Dr. Doyle’s team is investigating 2-hydroxypropyl-β-cyclodextrin, or cyclodextrin, a molecule they hope will help the immune system clear the cholesterol-rich stroke debris with less collateral damage. They are exploring whether the inflammatory response is exacerbated by cholesterol, which is rapidly dumped into the brain as dead cells break down. Immune cells take in this cholesterol at such high concentrations that crystals form inside them, causing further damage and sounding the alarm for more immune cells to respond.
“Your brain is 2% of your body weight, but contains 20% of your body’s cholesterol. After a stroke, immune cells gorge themselves on cholesterol and intracellular crystals form.
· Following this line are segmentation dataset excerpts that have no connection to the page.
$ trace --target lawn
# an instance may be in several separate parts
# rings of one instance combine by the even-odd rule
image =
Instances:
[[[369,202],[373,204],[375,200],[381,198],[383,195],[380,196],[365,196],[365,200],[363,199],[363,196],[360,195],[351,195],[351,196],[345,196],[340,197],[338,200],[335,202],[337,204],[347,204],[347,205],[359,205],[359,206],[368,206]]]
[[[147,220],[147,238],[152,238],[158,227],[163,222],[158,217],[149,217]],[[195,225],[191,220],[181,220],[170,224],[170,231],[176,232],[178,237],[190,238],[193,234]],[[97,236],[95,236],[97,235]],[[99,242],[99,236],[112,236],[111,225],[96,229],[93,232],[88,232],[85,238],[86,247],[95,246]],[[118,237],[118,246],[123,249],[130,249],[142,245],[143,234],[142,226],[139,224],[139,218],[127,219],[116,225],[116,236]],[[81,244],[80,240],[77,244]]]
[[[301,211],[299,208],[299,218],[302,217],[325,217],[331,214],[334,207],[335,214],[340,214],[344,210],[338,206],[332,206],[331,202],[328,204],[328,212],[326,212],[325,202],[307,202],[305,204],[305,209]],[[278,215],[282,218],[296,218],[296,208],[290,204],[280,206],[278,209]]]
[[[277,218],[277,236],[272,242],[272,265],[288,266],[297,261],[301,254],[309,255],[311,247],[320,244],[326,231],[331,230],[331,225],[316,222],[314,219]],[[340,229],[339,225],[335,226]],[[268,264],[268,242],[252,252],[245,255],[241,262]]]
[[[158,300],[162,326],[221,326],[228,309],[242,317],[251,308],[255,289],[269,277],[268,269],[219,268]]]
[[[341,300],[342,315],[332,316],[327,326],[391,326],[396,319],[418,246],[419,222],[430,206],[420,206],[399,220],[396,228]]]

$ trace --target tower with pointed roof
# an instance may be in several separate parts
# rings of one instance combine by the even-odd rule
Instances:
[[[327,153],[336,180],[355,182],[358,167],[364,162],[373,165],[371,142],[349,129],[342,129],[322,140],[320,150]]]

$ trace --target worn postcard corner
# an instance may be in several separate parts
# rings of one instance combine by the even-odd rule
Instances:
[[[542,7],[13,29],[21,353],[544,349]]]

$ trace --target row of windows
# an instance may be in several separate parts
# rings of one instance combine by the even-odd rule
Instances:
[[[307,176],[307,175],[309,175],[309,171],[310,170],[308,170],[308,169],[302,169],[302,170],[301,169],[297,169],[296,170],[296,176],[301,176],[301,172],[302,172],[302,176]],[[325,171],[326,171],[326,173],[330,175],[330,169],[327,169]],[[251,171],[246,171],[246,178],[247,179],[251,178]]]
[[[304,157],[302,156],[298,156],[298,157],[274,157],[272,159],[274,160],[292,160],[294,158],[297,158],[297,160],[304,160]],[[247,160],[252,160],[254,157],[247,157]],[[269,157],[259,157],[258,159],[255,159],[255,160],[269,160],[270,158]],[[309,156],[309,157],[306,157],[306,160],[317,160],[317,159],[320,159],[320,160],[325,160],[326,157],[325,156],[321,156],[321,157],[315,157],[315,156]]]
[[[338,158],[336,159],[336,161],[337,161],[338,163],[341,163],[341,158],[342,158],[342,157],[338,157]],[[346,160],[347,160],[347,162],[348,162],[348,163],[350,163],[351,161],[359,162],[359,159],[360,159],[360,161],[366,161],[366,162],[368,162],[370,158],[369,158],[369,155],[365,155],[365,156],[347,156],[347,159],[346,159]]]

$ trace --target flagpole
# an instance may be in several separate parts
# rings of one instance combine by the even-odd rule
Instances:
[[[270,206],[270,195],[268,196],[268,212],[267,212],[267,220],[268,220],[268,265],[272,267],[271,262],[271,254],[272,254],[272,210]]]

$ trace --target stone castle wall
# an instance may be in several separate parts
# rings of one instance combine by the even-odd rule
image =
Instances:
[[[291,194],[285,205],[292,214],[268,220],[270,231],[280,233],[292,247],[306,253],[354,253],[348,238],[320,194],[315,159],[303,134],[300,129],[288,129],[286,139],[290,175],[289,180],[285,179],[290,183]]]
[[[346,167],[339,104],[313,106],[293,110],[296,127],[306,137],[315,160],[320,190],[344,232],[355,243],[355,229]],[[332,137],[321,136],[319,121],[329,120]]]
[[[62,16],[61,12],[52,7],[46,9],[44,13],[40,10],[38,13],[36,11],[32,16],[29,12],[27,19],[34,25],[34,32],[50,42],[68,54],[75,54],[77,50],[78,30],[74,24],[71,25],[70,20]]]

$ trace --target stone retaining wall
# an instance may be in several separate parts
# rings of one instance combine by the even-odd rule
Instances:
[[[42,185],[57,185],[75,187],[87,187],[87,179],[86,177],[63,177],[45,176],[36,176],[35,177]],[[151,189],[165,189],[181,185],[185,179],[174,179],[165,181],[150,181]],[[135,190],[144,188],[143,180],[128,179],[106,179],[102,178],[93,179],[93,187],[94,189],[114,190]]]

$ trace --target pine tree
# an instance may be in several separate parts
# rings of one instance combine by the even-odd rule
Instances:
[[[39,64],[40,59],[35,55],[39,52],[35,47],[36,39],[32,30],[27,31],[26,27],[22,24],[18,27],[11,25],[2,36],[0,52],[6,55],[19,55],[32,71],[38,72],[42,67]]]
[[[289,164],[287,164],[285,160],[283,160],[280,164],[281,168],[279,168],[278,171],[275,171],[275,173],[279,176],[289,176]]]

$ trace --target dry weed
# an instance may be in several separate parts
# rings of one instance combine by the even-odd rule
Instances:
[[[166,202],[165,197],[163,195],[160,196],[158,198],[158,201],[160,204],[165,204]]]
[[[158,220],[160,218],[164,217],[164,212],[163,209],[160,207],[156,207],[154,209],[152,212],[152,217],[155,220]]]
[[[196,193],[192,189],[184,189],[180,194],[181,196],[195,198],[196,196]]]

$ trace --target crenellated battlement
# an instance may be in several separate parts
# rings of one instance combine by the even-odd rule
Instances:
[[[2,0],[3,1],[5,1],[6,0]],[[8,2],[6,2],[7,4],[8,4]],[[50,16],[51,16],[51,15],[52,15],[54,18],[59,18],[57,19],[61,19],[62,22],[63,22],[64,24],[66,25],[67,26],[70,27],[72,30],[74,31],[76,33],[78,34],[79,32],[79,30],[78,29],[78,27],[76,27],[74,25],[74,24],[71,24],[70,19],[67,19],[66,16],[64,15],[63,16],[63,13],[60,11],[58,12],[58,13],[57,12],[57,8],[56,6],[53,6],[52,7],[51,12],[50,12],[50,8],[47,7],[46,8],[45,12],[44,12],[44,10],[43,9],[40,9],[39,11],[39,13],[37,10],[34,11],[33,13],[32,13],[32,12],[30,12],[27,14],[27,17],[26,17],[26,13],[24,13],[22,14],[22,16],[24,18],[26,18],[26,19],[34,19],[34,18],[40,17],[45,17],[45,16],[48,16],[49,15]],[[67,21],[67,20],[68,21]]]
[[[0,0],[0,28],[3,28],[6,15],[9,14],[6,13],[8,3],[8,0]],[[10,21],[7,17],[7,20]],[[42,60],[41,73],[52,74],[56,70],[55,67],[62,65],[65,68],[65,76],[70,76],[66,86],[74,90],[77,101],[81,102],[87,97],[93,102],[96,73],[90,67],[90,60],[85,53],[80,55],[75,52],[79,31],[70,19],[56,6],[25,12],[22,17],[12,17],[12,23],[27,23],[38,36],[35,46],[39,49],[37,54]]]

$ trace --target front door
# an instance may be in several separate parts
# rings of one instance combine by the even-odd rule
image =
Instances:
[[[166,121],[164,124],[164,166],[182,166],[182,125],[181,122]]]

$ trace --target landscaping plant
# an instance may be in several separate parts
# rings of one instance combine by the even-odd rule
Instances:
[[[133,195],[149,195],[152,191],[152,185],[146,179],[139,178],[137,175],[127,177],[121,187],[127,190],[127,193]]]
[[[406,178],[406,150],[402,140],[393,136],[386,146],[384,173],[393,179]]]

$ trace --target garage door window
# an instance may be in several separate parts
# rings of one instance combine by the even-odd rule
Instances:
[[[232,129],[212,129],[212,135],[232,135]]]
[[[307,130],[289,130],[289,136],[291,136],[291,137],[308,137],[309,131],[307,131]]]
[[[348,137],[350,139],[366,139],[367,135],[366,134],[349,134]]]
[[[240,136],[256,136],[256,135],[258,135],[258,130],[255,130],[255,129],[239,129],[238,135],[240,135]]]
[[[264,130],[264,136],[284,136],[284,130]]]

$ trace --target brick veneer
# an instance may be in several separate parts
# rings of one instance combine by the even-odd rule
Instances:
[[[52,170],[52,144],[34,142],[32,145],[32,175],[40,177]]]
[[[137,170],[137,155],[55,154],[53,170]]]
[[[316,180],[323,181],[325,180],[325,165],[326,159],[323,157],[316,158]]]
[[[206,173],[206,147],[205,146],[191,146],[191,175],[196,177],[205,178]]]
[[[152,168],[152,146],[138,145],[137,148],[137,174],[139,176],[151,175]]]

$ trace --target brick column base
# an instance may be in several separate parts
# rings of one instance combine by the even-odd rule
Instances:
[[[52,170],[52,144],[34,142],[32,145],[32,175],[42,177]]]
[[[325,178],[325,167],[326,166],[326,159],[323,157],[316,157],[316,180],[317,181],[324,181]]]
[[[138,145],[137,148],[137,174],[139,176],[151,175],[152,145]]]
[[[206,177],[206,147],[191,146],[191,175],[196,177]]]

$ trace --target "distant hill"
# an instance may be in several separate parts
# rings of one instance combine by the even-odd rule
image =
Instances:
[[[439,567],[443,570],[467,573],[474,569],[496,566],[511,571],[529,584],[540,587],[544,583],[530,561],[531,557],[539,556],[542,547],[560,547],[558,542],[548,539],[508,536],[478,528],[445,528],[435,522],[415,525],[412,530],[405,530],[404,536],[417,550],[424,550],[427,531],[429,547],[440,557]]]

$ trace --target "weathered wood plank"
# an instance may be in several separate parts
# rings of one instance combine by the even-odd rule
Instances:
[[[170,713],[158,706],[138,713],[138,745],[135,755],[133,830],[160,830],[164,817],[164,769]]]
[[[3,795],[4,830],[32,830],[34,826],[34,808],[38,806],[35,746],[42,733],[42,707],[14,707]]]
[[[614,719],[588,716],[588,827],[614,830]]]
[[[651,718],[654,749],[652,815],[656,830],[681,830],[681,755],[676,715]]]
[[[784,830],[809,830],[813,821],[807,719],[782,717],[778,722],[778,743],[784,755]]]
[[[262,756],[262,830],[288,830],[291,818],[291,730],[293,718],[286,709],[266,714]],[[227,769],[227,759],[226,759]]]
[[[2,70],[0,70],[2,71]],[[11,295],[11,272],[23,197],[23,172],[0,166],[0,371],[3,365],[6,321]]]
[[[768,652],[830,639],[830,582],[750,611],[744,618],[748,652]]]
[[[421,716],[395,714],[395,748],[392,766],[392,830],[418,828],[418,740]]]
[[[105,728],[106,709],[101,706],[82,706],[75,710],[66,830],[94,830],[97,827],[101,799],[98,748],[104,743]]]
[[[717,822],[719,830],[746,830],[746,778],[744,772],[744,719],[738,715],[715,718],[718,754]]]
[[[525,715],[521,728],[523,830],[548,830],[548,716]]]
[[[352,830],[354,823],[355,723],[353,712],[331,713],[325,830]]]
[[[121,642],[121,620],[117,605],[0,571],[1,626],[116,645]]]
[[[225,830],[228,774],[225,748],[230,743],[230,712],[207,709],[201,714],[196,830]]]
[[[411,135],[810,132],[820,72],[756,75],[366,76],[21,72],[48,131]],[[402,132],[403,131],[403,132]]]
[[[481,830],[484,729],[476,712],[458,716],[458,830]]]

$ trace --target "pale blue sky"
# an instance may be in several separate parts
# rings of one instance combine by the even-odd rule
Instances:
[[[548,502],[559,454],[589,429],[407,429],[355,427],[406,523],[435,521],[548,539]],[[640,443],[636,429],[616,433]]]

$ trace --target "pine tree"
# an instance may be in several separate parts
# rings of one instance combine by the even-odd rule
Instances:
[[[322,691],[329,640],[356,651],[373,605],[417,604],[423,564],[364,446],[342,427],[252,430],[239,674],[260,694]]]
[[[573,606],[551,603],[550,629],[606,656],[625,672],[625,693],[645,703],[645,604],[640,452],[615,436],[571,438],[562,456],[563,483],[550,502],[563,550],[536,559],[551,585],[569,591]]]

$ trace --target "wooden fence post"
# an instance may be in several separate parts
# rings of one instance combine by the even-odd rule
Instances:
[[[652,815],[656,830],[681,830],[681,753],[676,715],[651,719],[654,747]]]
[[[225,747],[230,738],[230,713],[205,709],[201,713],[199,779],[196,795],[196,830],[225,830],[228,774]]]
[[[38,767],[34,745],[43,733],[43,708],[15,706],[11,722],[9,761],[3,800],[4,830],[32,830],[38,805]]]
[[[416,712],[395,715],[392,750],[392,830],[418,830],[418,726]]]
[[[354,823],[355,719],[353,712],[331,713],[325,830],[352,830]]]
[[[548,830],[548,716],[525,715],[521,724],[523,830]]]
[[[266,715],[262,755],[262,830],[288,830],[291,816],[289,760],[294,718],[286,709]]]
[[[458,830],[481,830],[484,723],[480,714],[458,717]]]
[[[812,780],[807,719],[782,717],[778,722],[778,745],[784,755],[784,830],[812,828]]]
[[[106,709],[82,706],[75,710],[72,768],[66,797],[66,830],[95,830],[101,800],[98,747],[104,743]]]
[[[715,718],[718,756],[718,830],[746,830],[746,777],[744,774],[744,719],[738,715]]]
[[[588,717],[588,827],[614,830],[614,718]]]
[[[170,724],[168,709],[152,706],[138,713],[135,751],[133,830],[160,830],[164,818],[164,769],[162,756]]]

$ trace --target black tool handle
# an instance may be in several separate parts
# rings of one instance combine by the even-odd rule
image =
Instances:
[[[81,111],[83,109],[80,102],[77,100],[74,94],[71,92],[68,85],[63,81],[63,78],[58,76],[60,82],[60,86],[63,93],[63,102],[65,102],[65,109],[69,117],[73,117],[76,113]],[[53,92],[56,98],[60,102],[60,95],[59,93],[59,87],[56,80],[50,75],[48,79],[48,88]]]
The crystals are sharp, so it’s like eating glass — they burst open the cell,” Dr. Doyle said.
Thanks to cyclodextrin’s chemical properties and barrel shape, cholesterol can be safely stored within the “barrel” without provoking a heightened inflammatory response. Dr. Doyle’s team found that treatment with cyclodextrin resulted in less cholesterol accumulation and inflammation in the brain in animal models. Cyclodextrin also reduced neurodegeneration, protected memory function and reduced impulsivity, a personality change that can occur after stroke.
“We’re sending reinforcements so the immune system doesn’t have to process all the cholesterol by itself,” Dr. Doyle said. “Cyclodextrin helps remove cholesterol, dampen inflammation and improve recovery. We’ve provided proof of the concept that if you can target overwhelmed cholesterol processing in immune cells after stroke, you can improve recovery.”
Dr. Doyle hopes this proof of concept will spur further investigation into targeting chronic inflammation in the weeks and months following stroke, opening up previously unrecognized and more accessible avenues for developing drugs that improve stroke recovery and reduce risk for post-stroke dementia.
“Stroke affects over 15 million people in the world every year and currently there are no drugs to help with recovery,” Dr. Doyle said. “Our goal is to have a treatment where currently there are none.”
Cyclodextrin is currently FDA approved as an ingredient in other drugs, though it is not used as a standalone treatment. Instead, Dr. Doyle says it’s used as a “vehicle” to deliver drugs to hard-to-reach places, transporting active ingredients in its protective, barrel-shaped container.
Dr. Doyle is also a member of the BIO5 Institute. The Doyle Lab is performing follow-up experiments to learn more about cyclodextrin’s potential as a preventive treatment for post-stroke dementia. Co-authors included Rick Schnellmann, PhD, dean of the R. Ken Coit College of Pharmacy and member of the BIO5 Institute; College of Medicine – Tucson graduate student Danielle Becktel; former graduate students Amanda Chung, Jeffrey Grover, PhD, and Jacob Zbesko, PhD; former undergraduate students Megan Hayes, Kylie Calderon, Frankie Garcia; and members of the College of Medicine – Tucson’s Department of Immunobiology Hsin-Jung Joyce Wu, PhD, Thuy-Vi Nguyen, PhD, Jennifer Frye, Marco Tavera-Garcia and Anna Li.
This work was supported by National Institute of Neurological Disorders and Stroke R01NS096091, National Institute on Aging R01AG063808, National Institute on Aging R21AG062781, Department of Veterans Affairs I01RX003224, National Institute on Aging T32AG058503-01A1, National Institute of Neurological Disorders and Stroke F31NS105455, and the Fondation Leducq.